Early in the 2007 season, Singh won the Mercedes-Benz Championship, the first FedEx Cup event in PGA Tour history. With that victory, Singh earned his 18th Tour win at age 40-plus, surpassing Sam Snead for the most wins at age 40-plus and becoming the all-time winner at age 40-plus.
He is the second man, after Tiger Woods, to earn $60 million on the PGA Tour. His 34 career victories are the most by a non-American player on the PGA Tour and place him 14th on the all-time leaderboard.
He spent more than 540 weeks in the top 10 of golf's official world rankings. Singh's longevity on the PGA Tour and his number of wins have earned him a lifetime exemption to the PGA Tour.
Singh had a mediocre 2009 season with no top-5 finishes and ended the year with his lowest-ever ranking on the PGA Tour money list at 68th. His poor form continued in 2010 and resulted in him finishing 66th on the PGA Tour money list. He fell out of the top 50 in the world rankings for the first time since the early 1990s.

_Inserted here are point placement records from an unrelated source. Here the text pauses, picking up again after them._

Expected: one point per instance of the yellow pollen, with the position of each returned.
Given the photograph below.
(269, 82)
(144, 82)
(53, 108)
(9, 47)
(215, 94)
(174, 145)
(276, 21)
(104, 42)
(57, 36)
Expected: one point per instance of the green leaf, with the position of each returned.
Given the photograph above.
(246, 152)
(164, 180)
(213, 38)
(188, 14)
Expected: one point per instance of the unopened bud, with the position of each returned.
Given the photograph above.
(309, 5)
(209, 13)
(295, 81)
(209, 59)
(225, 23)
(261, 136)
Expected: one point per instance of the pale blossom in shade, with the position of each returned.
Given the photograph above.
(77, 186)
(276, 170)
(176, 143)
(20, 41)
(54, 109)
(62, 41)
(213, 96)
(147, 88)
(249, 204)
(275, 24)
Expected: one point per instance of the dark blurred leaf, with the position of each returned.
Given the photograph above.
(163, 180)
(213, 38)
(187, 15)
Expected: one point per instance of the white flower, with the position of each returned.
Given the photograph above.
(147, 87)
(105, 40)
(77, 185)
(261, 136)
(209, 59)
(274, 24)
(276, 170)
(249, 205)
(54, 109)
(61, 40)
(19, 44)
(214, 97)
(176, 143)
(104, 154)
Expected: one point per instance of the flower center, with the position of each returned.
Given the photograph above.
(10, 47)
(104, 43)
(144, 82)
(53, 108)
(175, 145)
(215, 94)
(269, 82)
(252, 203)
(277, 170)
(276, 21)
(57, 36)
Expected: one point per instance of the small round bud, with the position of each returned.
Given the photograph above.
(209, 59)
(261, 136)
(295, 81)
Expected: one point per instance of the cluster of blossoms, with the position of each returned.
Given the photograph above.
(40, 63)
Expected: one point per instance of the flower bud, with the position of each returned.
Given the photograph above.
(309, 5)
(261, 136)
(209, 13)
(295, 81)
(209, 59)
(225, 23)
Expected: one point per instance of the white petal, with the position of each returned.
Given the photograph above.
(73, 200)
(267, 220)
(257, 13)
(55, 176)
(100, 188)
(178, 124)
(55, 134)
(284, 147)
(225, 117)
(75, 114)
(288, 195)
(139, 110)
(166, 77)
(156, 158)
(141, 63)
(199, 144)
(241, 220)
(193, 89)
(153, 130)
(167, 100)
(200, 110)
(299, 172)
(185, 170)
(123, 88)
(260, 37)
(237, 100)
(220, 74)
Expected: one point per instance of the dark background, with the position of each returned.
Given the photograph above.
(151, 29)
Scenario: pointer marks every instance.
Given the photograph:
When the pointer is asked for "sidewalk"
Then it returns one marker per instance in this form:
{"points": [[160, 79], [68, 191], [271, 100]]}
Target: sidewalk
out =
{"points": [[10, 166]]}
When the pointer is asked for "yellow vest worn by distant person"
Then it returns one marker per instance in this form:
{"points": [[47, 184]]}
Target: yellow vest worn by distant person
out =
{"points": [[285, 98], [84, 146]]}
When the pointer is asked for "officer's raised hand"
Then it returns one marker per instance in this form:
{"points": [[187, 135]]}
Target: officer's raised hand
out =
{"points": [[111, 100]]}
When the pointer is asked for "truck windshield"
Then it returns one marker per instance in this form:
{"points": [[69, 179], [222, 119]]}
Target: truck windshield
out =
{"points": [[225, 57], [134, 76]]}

On Jan. 30, 2013, Singh admitted to using Hirschantler spray without knowing it was a banned substance. The PGA Tour later dropped the case against him.
In March 2019, Singh shot his way into the final group in the final round of the Honda Classic. Singh played even-par and finished sixth, three strokes behind winner Keith Mitchell. At 56, he nearly became the oldest winner in PGA Tour history.
Singh is of Indian-Fijian descent and practices Hinduism. He was born in Lautoka, Fiji, and grew up in Nadi and resides in Ponte Vedra Beach, Florida. Singh is known for his meticulous preparation. He often travels well in advance of the tournament and stays long after his rounds to work on his game at the driving range and putting greens.